确实,咖啡机在运作的同时,员工在维护咖啡机、给咖啡机加水。但这就是关键所在:我们的参考系是员工,而非整个系统。相应地,代码就是那个做咖啡的员工。

It's the same when you make a database query. After you've sent the query to the database server, the CPU on the database server will be working on your request while you wait for a response. In practice, it's a way of parallelizing your work.
在进行数据库查询时也是如此:你将查询请求发送给数据库服务后,当你在等待响应时,数据库服务所在的服务器的CPU会处理查询请求。实际上,这也是一种将工作并行化的方式。

Concurrency is about working smarter. Parallelism is a way of throwing more resources at the problem.

并发是关于如何更聪明*地工作,换一种说法就是,并发考虑的是如何更优地利用好资源以达到效率的最大化。并行性是投入更多资源来解决问题的一种方式。

聪明*:smarter,这里可以理解为——以更优的方式利用资源。

Concurrency and its relation to I/O 并发与I/O的关系

As you might understand from what I've written so far, writing async code mostly makes sense when you need to be smart to make optimal use of your resources.

到目前为止,你大概已经理解了,当你需要优化资源使用时,编写异步代码通常是有效的。

Now, if you write a program that is working hard to solve a problem, there often is no help in concurrency, this is where parallelism comes in to play since it gives you a way to throw more resources at the problem if you can split it into parts that you can work on in parallel.

而如果你在编写的程序是需要大量计算来解决问题的,那么并发通常帮不上什么忙。此时就轮到并行出场了。并行提供了一种给解决问题提供更多资源的方式。如果你可以将问题分解成多个部分,那么就可以并行地处理它了。

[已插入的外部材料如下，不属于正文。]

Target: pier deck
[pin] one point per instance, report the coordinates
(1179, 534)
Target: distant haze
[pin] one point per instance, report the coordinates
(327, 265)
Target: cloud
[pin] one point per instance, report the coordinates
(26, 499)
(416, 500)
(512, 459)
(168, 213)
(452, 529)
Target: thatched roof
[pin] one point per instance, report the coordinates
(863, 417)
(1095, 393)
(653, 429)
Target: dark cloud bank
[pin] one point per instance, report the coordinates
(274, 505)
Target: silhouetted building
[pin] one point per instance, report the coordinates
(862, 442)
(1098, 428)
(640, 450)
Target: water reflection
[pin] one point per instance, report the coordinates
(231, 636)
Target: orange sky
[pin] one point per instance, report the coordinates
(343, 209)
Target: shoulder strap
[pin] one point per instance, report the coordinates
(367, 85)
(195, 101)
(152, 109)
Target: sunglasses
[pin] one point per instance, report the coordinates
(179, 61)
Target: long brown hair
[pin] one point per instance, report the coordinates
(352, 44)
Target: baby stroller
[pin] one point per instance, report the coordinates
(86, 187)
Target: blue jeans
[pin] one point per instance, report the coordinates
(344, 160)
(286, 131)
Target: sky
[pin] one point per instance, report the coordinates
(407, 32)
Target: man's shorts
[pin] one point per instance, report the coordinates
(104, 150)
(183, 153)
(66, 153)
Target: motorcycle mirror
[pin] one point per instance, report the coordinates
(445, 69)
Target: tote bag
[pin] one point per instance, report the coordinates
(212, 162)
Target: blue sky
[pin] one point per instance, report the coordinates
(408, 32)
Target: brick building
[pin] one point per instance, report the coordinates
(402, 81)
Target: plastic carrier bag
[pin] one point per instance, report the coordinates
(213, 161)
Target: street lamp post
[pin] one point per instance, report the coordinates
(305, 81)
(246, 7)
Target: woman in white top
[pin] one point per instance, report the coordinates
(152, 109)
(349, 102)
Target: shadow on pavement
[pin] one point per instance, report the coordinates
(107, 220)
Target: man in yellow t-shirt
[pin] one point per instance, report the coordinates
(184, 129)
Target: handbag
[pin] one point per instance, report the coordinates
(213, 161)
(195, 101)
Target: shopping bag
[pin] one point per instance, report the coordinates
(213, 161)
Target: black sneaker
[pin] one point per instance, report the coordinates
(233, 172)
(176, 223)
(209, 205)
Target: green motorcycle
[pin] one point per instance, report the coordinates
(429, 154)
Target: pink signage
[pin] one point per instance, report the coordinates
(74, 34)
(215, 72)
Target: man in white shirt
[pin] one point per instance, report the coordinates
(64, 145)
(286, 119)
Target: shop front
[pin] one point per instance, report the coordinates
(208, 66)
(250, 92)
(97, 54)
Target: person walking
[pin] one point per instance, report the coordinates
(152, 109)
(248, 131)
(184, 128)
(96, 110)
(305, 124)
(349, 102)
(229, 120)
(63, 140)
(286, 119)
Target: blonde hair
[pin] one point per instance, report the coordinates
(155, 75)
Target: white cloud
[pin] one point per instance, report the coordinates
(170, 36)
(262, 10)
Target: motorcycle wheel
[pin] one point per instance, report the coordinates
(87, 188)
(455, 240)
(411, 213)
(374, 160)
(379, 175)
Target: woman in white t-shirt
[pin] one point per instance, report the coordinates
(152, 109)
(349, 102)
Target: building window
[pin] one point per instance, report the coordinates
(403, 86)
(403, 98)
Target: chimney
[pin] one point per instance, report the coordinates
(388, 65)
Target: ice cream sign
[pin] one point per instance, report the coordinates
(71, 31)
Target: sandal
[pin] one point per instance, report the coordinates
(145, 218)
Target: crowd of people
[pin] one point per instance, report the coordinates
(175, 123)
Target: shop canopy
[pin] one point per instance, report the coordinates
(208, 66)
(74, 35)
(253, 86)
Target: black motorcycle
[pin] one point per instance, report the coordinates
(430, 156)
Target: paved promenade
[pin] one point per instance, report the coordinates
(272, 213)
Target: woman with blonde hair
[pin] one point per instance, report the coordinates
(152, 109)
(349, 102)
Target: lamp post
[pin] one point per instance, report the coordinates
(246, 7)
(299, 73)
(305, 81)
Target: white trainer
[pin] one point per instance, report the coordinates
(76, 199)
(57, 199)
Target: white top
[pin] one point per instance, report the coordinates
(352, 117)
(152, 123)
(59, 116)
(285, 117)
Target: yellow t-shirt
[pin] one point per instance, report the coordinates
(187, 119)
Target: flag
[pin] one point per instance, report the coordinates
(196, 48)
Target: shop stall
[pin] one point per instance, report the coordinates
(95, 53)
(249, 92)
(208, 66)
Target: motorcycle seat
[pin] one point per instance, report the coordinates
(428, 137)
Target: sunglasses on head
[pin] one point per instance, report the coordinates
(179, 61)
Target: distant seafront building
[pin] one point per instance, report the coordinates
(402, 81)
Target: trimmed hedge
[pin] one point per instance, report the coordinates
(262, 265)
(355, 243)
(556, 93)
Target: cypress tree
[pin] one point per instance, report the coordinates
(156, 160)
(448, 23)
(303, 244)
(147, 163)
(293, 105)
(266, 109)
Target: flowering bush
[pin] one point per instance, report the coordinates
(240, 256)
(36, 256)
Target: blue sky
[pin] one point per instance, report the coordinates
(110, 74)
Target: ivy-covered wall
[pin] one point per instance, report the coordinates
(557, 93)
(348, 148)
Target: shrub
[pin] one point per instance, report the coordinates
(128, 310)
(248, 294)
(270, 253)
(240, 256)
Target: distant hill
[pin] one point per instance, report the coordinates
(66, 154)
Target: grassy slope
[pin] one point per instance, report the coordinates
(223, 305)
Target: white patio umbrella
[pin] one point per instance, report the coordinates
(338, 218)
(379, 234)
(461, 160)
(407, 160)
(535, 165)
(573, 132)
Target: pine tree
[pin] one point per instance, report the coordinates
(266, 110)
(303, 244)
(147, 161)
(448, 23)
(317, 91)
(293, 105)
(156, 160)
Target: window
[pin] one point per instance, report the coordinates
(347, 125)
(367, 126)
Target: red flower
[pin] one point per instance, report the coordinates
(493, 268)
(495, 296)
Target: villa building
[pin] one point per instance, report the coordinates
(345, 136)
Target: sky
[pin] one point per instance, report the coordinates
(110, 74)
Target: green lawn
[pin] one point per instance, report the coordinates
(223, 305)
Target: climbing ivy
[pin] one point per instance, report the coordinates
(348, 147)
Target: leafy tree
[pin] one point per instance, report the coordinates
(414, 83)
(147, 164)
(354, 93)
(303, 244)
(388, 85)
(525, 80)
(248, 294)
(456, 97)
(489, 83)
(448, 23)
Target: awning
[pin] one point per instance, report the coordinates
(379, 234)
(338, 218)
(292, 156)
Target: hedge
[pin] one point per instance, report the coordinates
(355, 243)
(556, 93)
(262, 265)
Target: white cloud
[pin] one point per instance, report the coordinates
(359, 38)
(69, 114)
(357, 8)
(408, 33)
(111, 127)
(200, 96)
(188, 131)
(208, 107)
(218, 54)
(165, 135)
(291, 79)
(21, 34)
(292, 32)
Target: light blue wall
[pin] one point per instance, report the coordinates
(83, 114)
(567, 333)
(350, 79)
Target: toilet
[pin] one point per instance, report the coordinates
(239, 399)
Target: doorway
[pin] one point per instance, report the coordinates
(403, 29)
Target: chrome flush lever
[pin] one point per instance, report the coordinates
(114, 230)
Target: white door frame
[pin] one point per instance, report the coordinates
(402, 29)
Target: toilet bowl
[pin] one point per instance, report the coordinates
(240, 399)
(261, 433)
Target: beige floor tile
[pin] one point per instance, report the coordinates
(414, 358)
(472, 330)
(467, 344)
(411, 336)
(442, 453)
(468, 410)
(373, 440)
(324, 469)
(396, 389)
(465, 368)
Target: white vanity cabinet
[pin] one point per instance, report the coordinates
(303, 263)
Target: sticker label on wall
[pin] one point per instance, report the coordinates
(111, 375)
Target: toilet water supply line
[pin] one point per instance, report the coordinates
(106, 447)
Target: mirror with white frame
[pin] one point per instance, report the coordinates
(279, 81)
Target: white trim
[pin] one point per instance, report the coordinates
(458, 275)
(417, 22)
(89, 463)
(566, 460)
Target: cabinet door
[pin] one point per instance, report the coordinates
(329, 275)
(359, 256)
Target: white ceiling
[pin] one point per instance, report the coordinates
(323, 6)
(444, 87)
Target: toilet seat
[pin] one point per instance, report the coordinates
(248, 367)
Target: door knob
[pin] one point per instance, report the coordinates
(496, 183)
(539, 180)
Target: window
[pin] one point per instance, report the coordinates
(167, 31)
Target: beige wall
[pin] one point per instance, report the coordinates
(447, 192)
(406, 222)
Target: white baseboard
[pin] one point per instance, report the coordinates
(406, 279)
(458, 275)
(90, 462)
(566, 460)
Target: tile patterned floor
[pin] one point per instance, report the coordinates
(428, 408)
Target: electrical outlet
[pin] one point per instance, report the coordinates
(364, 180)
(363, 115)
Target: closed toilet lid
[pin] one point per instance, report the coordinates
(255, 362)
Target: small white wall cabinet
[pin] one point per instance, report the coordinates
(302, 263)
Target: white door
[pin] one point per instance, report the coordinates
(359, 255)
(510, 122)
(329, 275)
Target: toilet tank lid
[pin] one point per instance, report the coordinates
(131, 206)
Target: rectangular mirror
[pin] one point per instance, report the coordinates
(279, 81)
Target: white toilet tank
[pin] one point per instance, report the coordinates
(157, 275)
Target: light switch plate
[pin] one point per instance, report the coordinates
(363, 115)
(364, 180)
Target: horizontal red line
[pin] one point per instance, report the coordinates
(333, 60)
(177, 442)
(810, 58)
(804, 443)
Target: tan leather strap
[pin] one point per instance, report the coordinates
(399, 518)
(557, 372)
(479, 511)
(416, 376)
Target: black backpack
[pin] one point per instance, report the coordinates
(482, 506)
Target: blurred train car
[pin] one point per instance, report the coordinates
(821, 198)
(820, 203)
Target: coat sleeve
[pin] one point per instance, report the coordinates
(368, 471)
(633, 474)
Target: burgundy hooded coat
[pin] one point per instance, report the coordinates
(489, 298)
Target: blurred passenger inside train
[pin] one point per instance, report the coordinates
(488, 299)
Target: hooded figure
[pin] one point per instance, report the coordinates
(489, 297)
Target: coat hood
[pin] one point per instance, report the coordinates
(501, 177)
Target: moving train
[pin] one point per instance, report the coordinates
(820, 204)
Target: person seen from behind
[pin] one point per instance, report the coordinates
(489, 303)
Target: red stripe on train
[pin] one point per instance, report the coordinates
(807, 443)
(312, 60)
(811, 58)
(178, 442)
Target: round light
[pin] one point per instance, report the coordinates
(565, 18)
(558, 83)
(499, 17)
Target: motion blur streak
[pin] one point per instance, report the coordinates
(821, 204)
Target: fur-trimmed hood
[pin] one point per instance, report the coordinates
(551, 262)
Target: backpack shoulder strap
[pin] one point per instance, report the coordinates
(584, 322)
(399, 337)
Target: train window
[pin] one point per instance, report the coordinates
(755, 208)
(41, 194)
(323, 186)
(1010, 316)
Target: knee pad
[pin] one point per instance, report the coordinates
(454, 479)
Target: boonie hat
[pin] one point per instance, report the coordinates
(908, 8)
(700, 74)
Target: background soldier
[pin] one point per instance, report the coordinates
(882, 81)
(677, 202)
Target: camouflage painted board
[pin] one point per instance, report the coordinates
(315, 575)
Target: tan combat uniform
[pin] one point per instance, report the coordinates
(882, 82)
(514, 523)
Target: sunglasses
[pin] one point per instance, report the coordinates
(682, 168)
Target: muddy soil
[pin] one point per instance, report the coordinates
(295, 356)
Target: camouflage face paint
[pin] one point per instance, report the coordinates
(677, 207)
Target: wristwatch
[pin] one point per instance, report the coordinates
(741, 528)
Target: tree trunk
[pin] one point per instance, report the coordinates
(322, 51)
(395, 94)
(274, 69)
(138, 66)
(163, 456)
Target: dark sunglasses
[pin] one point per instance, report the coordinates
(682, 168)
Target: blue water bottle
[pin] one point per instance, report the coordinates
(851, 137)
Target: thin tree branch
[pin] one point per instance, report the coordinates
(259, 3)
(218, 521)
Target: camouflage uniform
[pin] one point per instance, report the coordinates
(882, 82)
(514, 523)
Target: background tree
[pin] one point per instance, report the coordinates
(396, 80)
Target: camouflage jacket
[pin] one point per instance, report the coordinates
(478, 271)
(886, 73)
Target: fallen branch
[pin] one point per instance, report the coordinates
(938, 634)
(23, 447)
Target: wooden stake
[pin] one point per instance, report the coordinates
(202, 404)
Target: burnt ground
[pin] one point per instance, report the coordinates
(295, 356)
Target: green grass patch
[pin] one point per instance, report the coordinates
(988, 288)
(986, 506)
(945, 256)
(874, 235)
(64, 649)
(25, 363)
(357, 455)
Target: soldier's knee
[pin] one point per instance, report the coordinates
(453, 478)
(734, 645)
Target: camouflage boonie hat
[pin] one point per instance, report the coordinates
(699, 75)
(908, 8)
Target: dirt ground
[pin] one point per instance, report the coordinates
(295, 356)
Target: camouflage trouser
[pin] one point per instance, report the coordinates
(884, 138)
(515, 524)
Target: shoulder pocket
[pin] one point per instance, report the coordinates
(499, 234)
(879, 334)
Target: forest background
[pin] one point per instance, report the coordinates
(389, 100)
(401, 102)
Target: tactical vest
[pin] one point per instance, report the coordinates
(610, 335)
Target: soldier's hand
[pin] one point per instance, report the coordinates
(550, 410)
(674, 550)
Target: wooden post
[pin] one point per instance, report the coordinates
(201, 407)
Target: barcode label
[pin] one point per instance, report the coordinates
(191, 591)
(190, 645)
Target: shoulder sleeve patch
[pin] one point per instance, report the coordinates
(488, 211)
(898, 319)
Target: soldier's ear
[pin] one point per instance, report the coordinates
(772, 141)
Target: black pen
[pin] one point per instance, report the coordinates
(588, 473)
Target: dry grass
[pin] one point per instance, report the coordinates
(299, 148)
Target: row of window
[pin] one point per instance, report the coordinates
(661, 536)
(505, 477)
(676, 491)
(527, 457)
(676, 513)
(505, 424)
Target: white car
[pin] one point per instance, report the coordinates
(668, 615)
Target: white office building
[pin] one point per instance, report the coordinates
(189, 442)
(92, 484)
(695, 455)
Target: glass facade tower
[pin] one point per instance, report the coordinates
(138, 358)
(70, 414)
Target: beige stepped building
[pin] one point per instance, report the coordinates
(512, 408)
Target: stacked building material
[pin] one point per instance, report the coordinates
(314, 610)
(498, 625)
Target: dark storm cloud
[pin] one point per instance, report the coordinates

I can see two major use cases for concurrency:

我认为的两种主要能够使用并发的情况:

  1. When performing I/O and you need to wait for some external event to occur
    当进行I/O时,你需要等待某些外部事件的发生。
  2. When you need to divide your attention and prevent one task from waiting too long
  3. 当你需要分散精力,防止任务等待时间过长。

The first is the classic I/O example: you have to wait for a network call, a database query or something else to happen before you can progress a task. However, you have many tasks to do so instead of waiting you continue work elsewhere and either check in regularly to see if the task is ready to progress or make sure you are notified when that task is ready to progress.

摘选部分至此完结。